Rêya Heq Alevi toplumu bu doğrultuda gayret eden canları her zaman baş tacı yapmış, onların nurundan, kemaletinden ziyalanmıştır. Karanlık aydınlığa ancak böyle evrilir.”
Konuşmalar ardından Dersim Katliamı ile ilgili sinevizyon yapıldı. Sonrasında söz alan Gazeteci Hatice Çevik, “Dersim bölgesi inanç merkezi olmakla birlikte sarp kayalıklardan oluşan sayısız mağaraların olduğu bir bölgedir. Dersim halkı direniyor. Hala özüne sahip olmaya çalışıyor. Bu nedenle seyitlerine daha fazla sahip çıkıyorlar. İnsanlar artık yaşlanıyor, yaşanan katliama tanıklık edenler bir bir ortadan kalkıyor. Buradan yola çıkarak araştırmacılarımız, yazar, gazeteci canlarımız tanıklar üzerinden kültürel araştırmalar yaparak bir arşiv oluşturmaya çalışıyorlar” dedi.
Programın devamında Zakir Murat Yılmaz, Dersim için yazılan ağıtları seslendirdi.
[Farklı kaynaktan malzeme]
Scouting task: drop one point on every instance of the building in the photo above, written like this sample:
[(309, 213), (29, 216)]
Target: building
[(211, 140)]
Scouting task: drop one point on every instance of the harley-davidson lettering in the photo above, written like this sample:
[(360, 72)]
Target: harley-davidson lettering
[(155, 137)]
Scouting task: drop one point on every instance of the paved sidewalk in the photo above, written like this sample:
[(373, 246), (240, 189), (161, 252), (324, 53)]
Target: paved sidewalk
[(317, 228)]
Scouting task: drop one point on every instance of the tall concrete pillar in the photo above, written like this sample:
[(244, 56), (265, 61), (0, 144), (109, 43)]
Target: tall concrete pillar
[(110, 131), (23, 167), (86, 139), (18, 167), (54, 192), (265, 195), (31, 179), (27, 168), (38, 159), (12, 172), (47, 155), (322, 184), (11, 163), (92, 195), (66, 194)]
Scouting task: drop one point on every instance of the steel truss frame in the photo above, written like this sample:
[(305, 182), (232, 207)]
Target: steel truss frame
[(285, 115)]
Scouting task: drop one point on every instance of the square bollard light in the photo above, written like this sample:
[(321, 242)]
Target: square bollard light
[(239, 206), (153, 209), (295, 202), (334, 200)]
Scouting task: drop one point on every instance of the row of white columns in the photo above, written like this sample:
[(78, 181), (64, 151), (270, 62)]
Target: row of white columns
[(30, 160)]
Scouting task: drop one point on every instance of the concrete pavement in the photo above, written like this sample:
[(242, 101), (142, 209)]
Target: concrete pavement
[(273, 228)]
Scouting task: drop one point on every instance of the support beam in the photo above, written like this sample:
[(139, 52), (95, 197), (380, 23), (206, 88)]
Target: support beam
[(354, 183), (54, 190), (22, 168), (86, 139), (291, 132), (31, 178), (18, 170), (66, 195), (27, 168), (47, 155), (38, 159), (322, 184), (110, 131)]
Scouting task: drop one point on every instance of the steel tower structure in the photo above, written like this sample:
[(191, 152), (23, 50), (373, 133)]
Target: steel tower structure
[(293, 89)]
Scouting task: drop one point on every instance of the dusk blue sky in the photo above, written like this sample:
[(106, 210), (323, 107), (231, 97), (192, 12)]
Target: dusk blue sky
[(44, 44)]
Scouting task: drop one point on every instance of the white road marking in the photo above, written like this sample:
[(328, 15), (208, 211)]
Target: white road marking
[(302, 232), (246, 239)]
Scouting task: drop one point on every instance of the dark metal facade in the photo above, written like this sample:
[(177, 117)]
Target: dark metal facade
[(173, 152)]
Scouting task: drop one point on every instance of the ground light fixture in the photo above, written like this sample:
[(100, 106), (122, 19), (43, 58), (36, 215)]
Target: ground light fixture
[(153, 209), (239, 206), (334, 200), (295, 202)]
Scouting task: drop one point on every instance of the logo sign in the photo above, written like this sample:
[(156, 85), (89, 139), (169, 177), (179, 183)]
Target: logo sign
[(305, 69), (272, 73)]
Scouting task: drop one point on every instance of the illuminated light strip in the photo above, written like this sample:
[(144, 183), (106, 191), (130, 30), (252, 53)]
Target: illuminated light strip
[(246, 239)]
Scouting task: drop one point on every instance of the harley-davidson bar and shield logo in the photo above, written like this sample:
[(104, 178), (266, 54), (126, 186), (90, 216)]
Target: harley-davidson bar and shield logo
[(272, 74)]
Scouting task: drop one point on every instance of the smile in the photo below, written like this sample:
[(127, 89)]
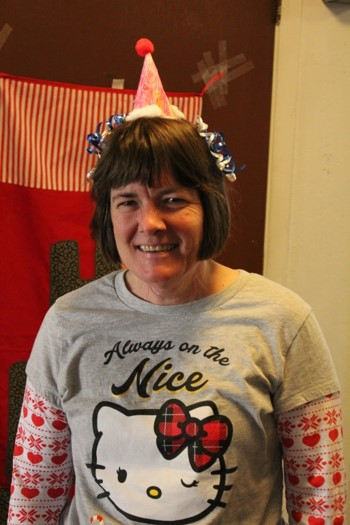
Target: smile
[(156, 247)]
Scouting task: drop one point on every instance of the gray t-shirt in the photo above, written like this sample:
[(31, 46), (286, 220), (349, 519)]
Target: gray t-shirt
[(172, 408)]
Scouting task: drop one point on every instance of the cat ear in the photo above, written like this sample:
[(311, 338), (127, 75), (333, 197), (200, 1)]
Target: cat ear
[(109, 419)]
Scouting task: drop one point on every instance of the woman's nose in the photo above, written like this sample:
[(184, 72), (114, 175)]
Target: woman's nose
[(151, 219)]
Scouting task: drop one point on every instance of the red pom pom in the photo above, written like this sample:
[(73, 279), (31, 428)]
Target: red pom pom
[(144, 46)]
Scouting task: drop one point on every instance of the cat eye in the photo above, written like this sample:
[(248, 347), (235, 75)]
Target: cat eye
[(190, 485), (122, 475)]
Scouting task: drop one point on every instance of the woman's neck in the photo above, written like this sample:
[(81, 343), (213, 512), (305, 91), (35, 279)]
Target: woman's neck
[(207, 278)]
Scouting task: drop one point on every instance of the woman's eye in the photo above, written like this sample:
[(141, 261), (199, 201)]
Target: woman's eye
[(175, 201), (122, 475), (126, 203)]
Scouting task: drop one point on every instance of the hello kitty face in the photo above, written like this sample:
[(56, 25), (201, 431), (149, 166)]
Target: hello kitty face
[(162, 466)]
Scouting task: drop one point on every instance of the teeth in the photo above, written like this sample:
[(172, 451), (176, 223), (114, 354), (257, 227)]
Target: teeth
[(157, 247)]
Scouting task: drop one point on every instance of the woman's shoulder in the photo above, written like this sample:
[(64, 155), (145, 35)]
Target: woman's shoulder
[(268, 294), (90, 294)]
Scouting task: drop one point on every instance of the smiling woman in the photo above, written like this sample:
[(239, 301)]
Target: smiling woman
[(181, 385), (157, 189)]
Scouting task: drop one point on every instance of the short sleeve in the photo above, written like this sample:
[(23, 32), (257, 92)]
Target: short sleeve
[(309, 372)]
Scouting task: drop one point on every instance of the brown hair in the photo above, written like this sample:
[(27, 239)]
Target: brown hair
[(141, 150)]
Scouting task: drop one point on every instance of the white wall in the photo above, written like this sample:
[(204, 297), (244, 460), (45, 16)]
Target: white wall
[(307, 240)]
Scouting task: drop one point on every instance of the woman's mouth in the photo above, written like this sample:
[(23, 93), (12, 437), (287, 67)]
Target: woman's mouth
[(156, 247)]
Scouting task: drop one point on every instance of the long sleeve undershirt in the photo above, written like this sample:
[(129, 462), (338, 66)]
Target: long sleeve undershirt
[(311, 438)]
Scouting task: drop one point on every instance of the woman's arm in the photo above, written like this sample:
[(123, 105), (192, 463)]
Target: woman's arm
[(312, 442), (42, 463)]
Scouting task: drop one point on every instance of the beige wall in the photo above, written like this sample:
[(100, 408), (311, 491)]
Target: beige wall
[(307, 240)]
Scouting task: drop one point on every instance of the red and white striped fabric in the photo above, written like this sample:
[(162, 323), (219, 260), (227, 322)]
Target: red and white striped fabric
[(43, 126)]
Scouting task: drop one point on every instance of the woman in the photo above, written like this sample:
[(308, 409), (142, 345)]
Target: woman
[(175, 388)]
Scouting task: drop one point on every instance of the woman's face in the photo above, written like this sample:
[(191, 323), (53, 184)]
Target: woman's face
[(158, 231)]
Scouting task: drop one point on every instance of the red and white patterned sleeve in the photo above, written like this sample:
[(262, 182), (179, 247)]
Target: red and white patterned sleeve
[(312, 442), (42, 463)]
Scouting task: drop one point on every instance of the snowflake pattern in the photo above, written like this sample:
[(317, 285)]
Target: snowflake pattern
[(314, 461)]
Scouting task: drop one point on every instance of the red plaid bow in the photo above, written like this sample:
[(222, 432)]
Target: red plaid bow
[(206, 439)]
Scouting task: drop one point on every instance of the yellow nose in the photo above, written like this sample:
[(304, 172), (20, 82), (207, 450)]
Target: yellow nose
[(154, 492)]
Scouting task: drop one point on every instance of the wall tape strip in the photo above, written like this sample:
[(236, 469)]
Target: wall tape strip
[(5, 33)]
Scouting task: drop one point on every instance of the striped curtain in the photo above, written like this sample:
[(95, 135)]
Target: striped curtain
[(45, 205), (44, 125)]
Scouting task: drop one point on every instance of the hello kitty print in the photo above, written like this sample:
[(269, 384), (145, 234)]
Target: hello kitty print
[(134, 451)]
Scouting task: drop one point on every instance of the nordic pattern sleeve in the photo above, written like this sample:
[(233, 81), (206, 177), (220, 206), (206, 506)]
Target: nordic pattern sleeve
[(42, 464), (312, 443)]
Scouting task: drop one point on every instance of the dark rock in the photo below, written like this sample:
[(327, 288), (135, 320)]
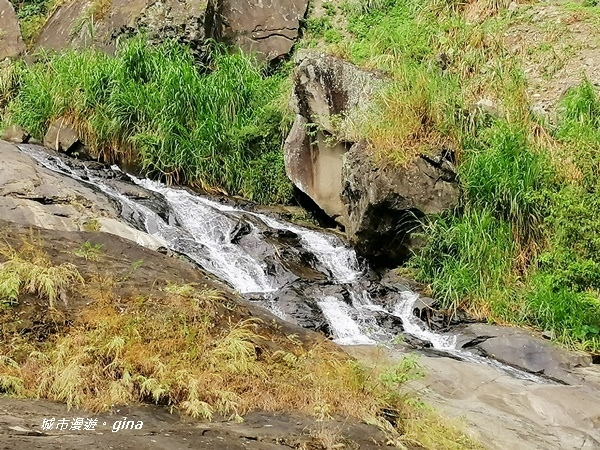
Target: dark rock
[(386, 204), (268, 27), (380, 206), (519, 348), (11, 42), (325, 87), (15, 134), (241, 229)]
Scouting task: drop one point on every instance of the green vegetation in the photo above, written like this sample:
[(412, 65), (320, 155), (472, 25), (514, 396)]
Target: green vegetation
[(193, 349), (218, 126), (89, 251), (33, 15), (522, 246)]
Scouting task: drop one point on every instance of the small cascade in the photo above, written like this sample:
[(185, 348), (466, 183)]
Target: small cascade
[(416, 327), (206, 231), (346, 330)]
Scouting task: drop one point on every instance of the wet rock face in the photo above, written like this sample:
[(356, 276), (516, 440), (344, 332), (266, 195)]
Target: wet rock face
[(384, 205), (269, 27), (11, 42), (33, 195), (520, 348), (326, 158)]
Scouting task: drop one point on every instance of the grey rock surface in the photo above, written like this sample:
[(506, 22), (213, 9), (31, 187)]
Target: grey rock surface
[(269, 27), (325, 156), (11, 42)]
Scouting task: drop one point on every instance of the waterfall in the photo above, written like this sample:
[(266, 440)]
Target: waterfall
[(204, 230)]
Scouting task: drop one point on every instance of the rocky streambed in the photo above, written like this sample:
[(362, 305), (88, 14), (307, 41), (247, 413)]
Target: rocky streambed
[(312, 279)]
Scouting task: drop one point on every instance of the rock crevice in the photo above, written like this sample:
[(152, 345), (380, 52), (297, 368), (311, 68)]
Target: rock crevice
[(380, 205)]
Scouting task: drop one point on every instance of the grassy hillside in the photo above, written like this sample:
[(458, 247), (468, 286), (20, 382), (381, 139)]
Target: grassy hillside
[(219, 126), (522, 246), (85, 325)]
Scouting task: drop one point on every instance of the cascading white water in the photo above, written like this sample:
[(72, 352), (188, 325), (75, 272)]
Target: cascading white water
[(415, 326), (204, 232), (346, 330)]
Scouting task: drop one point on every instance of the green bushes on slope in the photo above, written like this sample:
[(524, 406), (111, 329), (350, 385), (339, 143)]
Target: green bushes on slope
[(525, 246), (220, 127), (521, 248)]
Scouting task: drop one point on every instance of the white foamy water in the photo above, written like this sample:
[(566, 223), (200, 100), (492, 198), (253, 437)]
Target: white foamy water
[(204, 229), (339, 316), (415, 326), (212, 231)]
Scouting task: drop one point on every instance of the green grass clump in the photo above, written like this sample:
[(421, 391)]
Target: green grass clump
[(524, 247), (218, 126)]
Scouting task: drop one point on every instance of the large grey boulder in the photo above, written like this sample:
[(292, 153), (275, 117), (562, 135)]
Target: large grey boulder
[(386, 204), (11, 42), (79, 23), (269, 27), (326, 158), (266, 26)]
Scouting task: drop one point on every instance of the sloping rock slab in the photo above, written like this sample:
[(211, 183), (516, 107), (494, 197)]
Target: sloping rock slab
[(33, 195), (269, 27), (11, 42), (520, 348)]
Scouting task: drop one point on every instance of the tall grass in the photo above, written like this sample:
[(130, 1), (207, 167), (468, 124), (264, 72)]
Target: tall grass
[(219, 126), (197, 353)]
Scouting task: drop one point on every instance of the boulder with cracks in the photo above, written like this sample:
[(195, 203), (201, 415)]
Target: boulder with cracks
[(327, 158), (268, 27)]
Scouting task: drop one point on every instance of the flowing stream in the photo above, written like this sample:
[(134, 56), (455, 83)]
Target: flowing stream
[(238, 247)]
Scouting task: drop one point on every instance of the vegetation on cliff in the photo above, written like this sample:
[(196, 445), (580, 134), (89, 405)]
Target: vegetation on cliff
[(219, 125), (522, 246), (129, 331)]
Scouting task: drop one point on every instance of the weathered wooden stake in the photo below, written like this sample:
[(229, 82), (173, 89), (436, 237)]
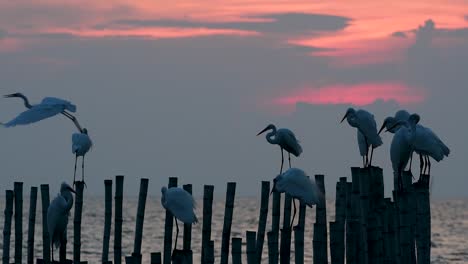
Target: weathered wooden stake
[(236, 250), (107, 220), (32, 223), (262, 219), (207, 217), (228, 210), (118, 220), (168, 226), (9, 194)]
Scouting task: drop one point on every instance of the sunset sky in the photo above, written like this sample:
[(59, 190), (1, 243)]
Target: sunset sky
[(180, 88)]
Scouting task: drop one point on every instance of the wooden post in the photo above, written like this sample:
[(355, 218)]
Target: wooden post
[(320, 239), (168, 226), (9, 194), (45, 233), (187, 243), (118, 220), (156, 258), (32, 224), (299, 235), (207, 217), (140, 219), (18, 191), (262, 219), (285, 246), (228, 210), (77, 222), (107, 220), (251, 254), (236, 250)]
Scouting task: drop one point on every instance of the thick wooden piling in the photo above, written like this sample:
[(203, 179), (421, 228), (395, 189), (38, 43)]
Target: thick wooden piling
[(9, 197), (236, 250), (118, 220), (18, 191), (107, 220), (320, 239), (228, 211), (32, 223), (45, 233), (285, 246), (168, 226), (251, 237), (272, 247), (262, 219), (140, 219), (207, 218)]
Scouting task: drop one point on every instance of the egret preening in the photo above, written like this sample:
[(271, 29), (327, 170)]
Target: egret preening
[(284, 138), (57, 216), (181, 205), (365, 124), (299, 186), (81, 145)]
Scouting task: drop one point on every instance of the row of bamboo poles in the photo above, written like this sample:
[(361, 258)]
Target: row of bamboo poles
[(368, 228)]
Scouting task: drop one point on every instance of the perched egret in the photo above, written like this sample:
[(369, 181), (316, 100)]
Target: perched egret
[(181, 205), (365, 123), (57, 216), (284, 138), (49, 106), (299, 186), (81, 145)]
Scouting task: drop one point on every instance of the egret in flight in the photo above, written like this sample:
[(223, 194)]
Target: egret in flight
[(57, 216), (284, 138), (181, 205), (365, 124), (298, 185)]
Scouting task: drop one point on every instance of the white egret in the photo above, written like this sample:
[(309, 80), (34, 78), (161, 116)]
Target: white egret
[(298, 185), (57, 216), (81, 145), (181, 205), (365, 123), (284, 138)]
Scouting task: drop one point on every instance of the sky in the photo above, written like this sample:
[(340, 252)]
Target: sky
[(181, 88)]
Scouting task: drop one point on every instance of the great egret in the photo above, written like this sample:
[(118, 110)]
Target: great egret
[(81, 145), (298, 185), (57, 216), (284, 138), (49, 106), (365, 123), (181, 205)]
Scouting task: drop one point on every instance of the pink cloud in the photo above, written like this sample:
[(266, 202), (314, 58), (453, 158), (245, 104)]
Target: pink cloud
[(359, 94)]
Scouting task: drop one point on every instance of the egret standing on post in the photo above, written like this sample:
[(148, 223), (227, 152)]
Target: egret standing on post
[(365, 123), (284, 138), (181, 205), (57, 216)]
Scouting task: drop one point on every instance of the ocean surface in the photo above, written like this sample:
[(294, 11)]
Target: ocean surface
[(449, 228)]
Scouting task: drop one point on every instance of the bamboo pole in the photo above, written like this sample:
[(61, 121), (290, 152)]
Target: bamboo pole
[(107, 220), (168, 226), (9, 194), (118, 220), (207, 217), (140, 220), (236, 250), (272, 247), (228, 211), (18, 191), (77, 222), (262, 219), (251, 253), (285, 246), (45, 233), (32, 223)]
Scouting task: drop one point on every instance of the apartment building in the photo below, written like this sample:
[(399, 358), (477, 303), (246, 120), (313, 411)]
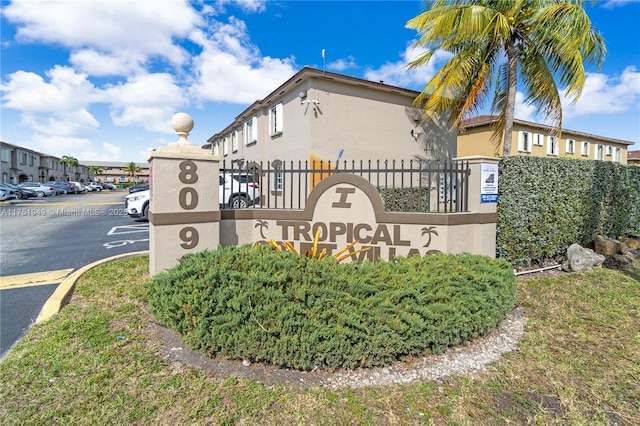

Yoldaşca türküler solisti Mustafa Ceylan da HDP Antalya Milletvekili Kemal Bülbül’ün Seyit Rıza ve arkadaşları üzerine yazmış olduğu şiir ile Dersim üzerine yazılmış ağıtı okudu.
Ardından PSAKD Mamak Şube eski başkanı Mustafa Demirtaş, lokma gülbengi okundu. Lokmaların katılımcılara pay edilmesiyle anma son buldu.
PİRHA / ANKARA
Yoruma kapalı.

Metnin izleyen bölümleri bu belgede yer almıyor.